Tesco CEO Phil Clarke should decline his bonus to atone for approving a senior executive's share sale a week prior to its major profit warning, according to a leading investor in the company.
Tesco said last Friday its UK chief operating officer, Noel Robbins, was unaware of the forthcoming profit warning when he sold roughly £202,000 worth of shares earlier this month.
An anonymous shareholder, cited by Reuters as a ‘top 20 investor' in the company, told the news agency Clarke should decline his bonus and called for a full account of events leading up to the share sale.
"He is in a bit of a rocky position at the moment and he is going to have to do something fairly rapidly to convince people that he has control of this company.
"It would be a nice gesture to pass on the bonus," he said.

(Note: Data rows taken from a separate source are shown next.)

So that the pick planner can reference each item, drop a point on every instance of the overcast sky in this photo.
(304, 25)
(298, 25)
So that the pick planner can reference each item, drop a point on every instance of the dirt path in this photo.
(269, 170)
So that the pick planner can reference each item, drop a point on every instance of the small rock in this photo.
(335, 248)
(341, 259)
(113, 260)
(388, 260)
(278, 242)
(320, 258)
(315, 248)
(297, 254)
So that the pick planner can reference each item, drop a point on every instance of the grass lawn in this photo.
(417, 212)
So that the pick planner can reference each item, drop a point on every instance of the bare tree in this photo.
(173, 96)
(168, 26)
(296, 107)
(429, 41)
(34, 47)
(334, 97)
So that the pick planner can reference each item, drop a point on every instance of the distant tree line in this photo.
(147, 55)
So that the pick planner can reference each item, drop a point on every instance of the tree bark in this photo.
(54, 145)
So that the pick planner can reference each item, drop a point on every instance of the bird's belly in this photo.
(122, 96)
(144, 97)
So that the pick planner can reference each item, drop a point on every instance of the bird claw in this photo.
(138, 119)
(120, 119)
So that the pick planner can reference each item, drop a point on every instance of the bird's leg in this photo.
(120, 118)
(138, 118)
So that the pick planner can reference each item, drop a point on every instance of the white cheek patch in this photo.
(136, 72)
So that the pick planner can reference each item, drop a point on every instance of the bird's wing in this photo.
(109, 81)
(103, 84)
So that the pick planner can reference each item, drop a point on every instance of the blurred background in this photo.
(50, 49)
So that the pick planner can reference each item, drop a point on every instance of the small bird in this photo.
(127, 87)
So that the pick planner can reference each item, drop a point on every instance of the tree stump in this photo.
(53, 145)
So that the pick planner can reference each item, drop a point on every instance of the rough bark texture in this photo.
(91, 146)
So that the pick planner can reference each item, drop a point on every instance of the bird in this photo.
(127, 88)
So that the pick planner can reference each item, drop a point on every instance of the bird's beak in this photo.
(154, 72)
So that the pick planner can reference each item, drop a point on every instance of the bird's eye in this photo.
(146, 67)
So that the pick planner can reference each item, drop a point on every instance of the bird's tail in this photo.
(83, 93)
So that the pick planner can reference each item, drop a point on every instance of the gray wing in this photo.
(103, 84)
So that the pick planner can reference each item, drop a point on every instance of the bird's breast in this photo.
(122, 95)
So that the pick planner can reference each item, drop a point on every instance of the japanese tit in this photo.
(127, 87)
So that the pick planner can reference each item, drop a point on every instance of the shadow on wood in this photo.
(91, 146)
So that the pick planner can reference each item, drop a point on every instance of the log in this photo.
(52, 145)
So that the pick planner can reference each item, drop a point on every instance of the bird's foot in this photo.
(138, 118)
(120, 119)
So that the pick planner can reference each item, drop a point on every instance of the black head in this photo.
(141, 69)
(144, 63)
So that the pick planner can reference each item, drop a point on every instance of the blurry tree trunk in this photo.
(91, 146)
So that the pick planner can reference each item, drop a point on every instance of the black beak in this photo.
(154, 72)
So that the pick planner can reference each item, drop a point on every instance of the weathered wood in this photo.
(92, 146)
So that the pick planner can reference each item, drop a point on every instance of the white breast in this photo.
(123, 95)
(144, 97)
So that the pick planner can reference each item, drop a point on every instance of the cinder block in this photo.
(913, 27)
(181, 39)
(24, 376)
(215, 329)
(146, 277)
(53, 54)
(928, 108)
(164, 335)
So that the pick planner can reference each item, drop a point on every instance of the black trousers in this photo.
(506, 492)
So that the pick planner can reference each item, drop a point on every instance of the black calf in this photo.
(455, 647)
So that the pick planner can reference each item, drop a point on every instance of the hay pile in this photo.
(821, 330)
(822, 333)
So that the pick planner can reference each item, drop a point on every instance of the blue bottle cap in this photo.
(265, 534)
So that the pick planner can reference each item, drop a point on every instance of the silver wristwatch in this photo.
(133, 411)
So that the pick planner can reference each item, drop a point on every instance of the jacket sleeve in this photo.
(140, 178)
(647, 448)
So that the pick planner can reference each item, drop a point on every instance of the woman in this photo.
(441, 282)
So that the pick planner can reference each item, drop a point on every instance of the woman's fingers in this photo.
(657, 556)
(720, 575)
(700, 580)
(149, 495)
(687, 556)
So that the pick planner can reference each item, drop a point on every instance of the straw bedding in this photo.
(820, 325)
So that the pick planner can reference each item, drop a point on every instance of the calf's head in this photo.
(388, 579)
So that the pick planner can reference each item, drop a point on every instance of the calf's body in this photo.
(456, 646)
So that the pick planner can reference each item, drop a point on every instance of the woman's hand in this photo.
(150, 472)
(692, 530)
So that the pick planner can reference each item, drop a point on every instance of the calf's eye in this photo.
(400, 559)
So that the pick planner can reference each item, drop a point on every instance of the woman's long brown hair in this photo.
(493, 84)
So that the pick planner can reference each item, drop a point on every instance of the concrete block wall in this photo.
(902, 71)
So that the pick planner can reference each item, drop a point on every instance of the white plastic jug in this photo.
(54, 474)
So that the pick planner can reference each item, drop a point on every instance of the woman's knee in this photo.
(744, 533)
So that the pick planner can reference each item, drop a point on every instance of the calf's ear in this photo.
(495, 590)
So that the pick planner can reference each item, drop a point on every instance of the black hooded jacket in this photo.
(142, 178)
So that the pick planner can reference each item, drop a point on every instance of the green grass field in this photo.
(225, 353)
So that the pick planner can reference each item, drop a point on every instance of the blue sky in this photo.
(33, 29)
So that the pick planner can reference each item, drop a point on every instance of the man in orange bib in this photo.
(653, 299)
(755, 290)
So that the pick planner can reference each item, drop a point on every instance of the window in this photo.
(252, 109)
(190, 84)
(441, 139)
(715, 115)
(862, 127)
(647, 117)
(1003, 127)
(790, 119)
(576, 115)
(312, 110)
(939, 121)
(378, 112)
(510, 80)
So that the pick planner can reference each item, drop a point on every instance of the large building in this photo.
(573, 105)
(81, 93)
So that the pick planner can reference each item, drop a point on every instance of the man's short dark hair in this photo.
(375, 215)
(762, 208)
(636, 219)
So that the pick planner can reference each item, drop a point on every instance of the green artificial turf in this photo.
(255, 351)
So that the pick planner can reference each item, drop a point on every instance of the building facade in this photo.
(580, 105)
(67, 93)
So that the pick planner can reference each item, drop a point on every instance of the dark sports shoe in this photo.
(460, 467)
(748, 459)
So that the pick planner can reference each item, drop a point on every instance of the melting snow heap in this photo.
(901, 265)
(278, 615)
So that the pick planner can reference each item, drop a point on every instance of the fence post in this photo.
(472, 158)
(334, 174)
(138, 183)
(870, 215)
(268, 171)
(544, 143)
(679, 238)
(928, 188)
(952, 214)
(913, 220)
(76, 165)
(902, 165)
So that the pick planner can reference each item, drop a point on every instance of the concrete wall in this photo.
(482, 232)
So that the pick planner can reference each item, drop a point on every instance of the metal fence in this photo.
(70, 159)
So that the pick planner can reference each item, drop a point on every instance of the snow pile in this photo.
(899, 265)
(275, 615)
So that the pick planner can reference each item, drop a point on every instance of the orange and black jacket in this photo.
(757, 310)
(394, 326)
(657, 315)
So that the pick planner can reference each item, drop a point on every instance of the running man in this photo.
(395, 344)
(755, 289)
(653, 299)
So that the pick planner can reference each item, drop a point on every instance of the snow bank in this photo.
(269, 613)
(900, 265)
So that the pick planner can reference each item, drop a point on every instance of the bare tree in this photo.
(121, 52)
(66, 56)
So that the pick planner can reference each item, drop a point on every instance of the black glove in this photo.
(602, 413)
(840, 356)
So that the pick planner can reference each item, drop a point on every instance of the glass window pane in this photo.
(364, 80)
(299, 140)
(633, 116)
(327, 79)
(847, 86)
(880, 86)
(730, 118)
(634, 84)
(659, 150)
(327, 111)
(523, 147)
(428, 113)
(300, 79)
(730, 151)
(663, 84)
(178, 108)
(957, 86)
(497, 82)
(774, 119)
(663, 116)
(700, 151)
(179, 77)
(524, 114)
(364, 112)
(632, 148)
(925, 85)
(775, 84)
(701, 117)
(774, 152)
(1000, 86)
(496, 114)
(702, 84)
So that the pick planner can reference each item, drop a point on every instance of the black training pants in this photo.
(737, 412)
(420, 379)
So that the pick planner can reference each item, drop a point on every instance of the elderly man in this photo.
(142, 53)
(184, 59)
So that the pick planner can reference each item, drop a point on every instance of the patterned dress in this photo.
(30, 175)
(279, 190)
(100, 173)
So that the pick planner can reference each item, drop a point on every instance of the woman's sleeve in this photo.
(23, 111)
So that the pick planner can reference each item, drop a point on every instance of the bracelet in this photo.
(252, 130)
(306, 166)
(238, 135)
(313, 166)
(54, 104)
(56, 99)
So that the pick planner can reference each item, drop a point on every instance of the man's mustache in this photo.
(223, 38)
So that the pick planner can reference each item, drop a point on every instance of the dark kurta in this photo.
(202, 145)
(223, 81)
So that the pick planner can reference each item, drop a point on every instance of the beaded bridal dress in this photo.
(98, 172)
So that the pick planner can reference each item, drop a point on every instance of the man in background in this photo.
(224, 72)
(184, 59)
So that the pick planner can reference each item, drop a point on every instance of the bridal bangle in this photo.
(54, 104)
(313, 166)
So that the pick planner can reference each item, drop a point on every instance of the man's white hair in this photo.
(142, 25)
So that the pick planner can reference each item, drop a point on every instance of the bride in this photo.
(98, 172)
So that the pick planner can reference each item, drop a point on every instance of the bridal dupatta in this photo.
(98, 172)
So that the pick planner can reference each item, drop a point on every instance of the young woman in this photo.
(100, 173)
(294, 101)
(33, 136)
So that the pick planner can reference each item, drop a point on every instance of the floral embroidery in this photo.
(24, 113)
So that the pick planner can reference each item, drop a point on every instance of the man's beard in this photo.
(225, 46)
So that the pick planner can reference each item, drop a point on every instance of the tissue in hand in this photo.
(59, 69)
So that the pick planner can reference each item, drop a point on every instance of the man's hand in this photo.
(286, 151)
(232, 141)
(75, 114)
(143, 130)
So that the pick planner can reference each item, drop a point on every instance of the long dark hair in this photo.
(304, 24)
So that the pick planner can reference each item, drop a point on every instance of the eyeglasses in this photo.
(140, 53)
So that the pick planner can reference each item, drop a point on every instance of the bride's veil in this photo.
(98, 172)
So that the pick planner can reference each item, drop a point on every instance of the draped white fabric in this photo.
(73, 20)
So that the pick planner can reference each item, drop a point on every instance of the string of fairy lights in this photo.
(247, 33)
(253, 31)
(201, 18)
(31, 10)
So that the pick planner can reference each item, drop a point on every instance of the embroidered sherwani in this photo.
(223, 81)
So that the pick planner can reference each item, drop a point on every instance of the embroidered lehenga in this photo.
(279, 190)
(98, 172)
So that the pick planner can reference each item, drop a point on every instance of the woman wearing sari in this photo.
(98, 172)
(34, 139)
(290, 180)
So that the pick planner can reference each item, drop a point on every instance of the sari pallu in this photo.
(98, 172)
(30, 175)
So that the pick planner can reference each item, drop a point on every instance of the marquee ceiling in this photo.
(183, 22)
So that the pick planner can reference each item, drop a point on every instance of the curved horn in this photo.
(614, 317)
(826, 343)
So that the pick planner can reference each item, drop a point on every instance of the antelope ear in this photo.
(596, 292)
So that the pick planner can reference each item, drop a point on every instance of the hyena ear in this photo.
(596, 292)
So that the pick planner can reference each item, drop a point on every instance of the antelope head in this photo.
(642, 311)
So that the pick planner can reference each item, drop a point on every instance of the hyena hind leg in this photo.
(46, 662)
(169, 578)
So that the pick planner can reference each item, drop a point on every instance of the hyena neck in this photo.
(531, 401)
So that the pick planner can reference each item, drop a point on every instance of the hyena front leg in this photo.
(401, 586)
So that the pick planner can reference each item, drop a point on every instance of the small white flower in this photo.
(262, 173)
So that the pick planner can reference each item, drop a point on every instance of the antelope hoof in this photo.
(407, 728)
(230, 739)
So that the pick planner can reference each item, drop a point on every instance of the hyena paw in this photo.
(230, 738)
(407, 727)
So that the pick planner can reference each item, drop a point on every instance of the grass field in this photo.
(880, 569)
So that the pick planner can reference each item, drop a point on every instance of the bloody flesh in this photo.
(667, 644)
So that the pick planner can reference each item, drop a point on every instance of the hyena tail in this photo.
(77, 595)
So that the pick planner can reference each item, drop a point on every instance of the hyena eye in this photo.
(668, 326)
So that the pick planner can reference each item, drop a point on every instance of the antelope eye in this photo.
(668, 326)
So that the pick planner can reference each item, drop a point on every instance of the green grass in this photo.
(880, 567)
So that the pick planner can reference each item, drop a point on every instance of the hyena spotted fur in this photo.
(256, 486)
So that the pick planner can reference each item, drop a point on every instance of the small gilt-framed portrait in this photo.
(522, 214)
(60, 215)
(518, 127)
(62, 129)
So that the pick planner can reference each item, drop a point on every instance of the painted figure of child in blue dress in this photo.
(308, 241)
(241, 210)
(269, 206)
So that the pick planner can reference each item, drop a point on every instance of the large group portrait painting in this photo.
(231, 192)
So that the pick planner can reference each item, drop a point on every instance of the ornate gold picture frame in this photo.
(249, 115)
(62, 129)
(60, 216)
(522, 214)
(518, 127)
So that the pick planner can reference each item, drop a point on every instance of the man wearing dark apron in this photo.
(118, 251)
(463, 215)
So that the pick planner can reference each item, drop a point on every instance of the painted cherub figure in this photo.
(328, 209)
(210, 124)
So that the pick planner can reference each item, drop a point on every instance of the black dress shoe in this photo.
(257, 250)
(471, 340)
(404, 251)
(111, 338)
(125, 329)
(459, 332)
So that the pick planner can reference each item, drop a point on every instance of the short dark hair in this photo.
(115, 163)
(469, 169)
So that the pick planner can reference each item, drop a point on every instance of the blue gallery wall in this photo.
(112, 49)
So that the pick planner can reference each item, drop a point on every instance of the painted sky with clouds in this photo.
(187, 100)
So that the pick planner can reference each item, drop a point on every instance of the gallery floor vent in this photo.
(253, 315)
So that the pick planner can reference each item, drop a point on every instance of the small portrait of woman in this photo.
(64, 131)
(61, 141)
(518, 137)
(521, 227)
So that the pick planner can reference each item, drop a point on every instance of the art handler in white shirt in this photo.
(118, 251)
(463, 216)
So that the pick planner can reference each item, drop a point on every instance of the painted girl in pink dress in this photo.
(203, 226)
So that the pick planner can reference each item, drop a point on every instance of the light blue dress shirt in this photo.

Paul Mumford, who holds 1.9% of his Cavendish UK Select fund in Tesco, told the Telegraph the company should clarify the situation.
"The whole thing was absolutely bizarre. Absolutely incredible. I can not believe a company such as Tesco could have allowed it to happen. The whole situation has to be tidied up. If nothing else, it is such bad publicity for the company," Mumford said.
COO Robbins sold the shares on 4 January at 404.5p a share, but by 12 January Tesco's share price had fallen to 316.8p after it reported worse-than-expected seasonal sales and a worsening outlook for 2012.